Contact with the allergen in gradually increasing doses (hypo- or desensitization) by injection or in large doses sublingually can induce tolerance and is used if contact with the allergen can not be prevented and drug therapy does not give the desired results. The mechanism is unknown, but may be associated with the induction of IgG, which competes with IgE for the allergen and blocks the binding of IgE to their receptors on mast cells; and may be associated with the induction of interferon y, IL-12 and cytokines secreted by TM-lymphocytes or by induction of regulatory T lymphocytes.

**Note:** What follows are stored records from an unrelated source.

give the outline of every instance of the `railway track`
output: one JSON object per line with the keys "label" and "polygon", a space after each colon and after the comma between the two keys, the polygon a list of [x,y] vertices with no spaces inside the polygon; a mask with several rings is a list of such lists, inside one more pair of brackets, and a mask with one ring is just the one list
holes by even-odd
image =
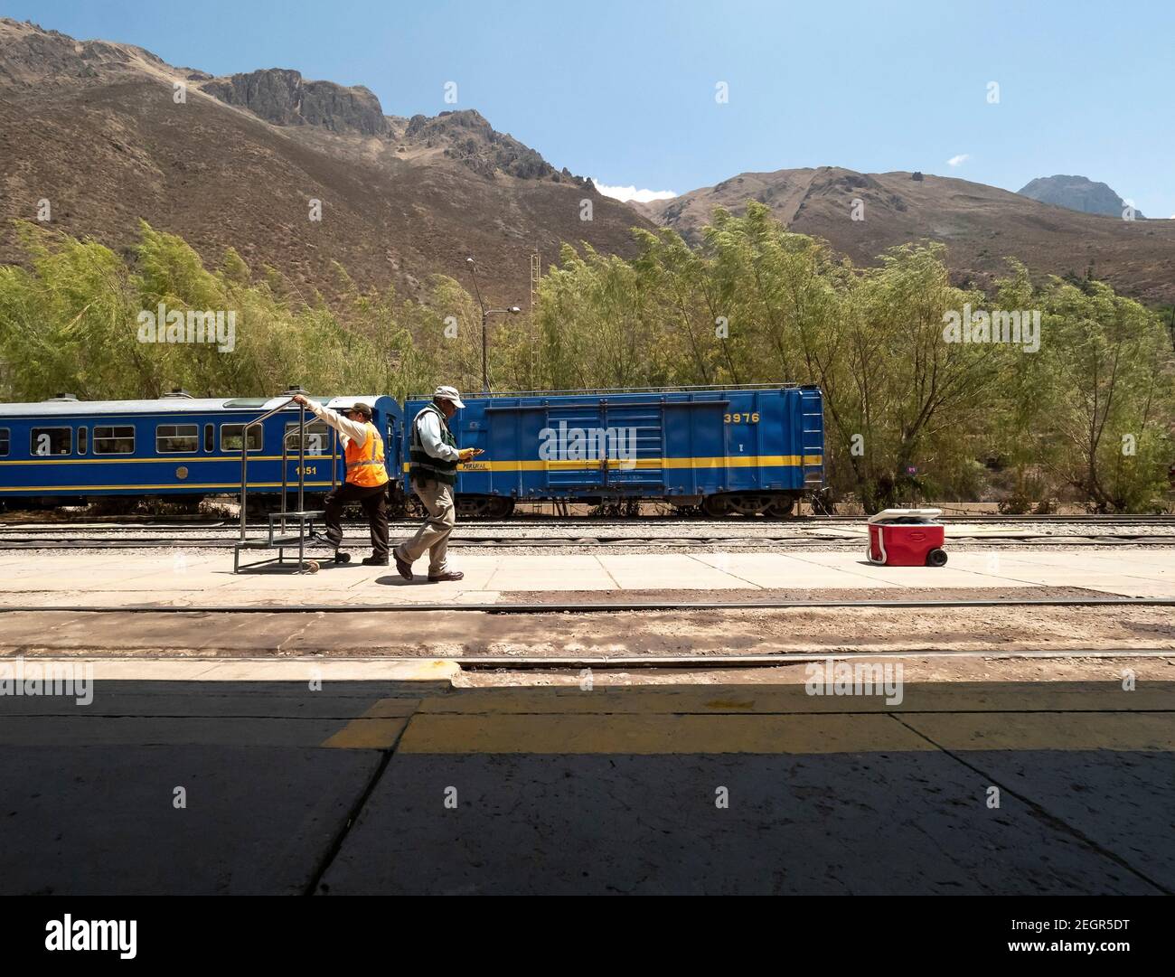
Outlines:
{"label": "railway track", "polygon": [[[597,518],[592,516],[545,516],[545,514],[518,514],[510,519],[477,519],[462,518],[461,525],[478,527],[522,527],[522,526],[592,526],[592,527],[619,527],[639,525],[683,525],[683,526],[811,526],[811,525],[838,525],[838,524],[862,524],[867,516],[792,516],[784,519],[767,519],[763,517],[730,517],[725,519],[706,519],[687,516],[638,516],[627,519]],[[1155,516],[1005,516],[1000,513],[965,513],[944,511],[942,518],[947,524],[979,524],[979,525],[1068,525],[1088,523],[1090,525],[1116,525],[1116,526],[1175,526],[1175,514]],[[392,525],[415,526],[419,519],[396,519]],[[250,528],[263,528],[266,521],[250,521]],[[63,520],[28,520],[7,521],[0,518],[0,533],[7,531],[29,530],[74,530],[93,528],[115,531],[120,528],[174,528],[181,531],[196,531],[208,528],[233,528],[239,530],[241,523],[236,518],[207,519],[207,518],[177,518],[159,516],[86,516],[78,519]]]}
{"label": "railway track", "polygon": [[[403,532],[401,535],[408,535]],[[395,535],[395,533],[394,533]],[[134,537],[122,539],[45,539],[45,538],[0,538],[0,552],[5,550],[231,550],[237,537],[222,538],[167,538],[167,537]],[[1132,535],[1128,533],[1104,534],[1081,534],[1081,535],[952,535],[948,537],[951,546],[974,546],[983,545],[992,547],[1009,546],[1134,546],[1134,547],[1169,547],[1175,546],[1175,533],[1173,534],[1147,534]],[[828,547],[857,547],[865,541],[864,533],[860,537],[457,537],[450,540],[449,548],[461,550],[494,550],[494,548],[606,548],[606,547],[664,547],[664,548],[705,548],[705,547],[733,547],[733,548],[765,548],[781,547],[790,548],[828,548]],[[361,550],[369,545],[365,535],[345,535],[343,548]],[[293,547],[293,548],[296,548]],[[311,544],[310,550],[318,552],[323,550],[321,544]]]}
{"label": "railway track", "polygon": [[1175,607],[1163,597],[1040,597],[1005,599],[870,599],[870,600],[642,600],[551,604],[251,604],[251,605],[0,605],[0,614],[411,614],[419,612],[483,614],[599,614],[625,611],[779,611],[813,607],[880,607],[935,609],[942,607]]}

To achieve the full effect, injections should be carried out monthly. Usually begin with a dose of from 0.1 to 1.0 active units (LAE, BAU - biologically active units) depending upon the initial sensitivity and then increased weekly or biweekly in minutes 2 times per injection to a maximum tolerable concentration . Patients should be monitored for 30 minutes at each dose increase because of the risk of anaphylaxis following injection. The maximum dose should be administered every 4-6 weeks throughout the year; this treatment is better than the preseason or seasonal treatment, even with seasonal allergies. In this treatment, allergens are used, contact with which usually can not be ruled out: pollen, house dust mite, mold, poison of stinging insects. The insect venom is standardized by weight, the usual initial dose is 0.01 μg and the usual maintenance dose is 100 to 200 μg. Desensitization to livestock products of domestic animals is usually used for patients who can not avoid contact with the allergen (veterinarians, laboratory workers), but data on the benefits of such treatment are not enough. Food desensitization is not indicated.

Inhalational nasal glucocorticoids and stabilizers of mast cell membranes

A drug

Dosage with one injection

Initial dose

The number of doses in the can (one nostril)

Inhaled nasal glucocorticoids

Beclomethasone dipropionate

42μg

> 12 years: 1 injection 2 to 4 times a day.

6-12 years: 1 injection 2 times a day

200

Budesonide

32μg

6 years: 2 injections 2 or 4 times a day

Flunisolide

50μg

6-14 years: 1 injection into each nostril 3 times a day or 2 injections into each nostril 2 or 3 times a day

125

Fluticasone

50μg

4-12 years: 1 injection into each nostril 1 time per day. > 12 years: 2 injections into each nostril 1 time per day

120

Triamcinolone acetonide

55mkg

> 6 years: 2 injections 1 time per day

100

Systemic glucocorticoids

Dexamethasone

84μg

6-12 years: 1-2 injections 2 times a day.

> 12 years: 2 injections 2 or 4 times a day

170

Mast cell stabilizers

Kromolin

5.2 mg

6 years: 1 injection 3 or 4 times a day

Nedocromil

1.3 mg

6 years: 1 injection into each nostril 2 times a day

Desensitization to penicillin and foreign (xenogeneic) serum can be performed.

Side effects are usually associated with overdose, sometimes with a malaise administration of the drug intramuscularly or intravenously, and are manifested by a variety of symptoms from mild cough or sneezing to generalized urticaria, severe asthma, anaphylactic shock, and sometimes death. They can be prevented by a very small increase in dose, repeat or decrease in dose if the local response to the previous injection was excessive (2.5 cm in diameter), lowering the dose with fresh extracts. It is recommended to reduce the dose of pollen preparations during the flowering period.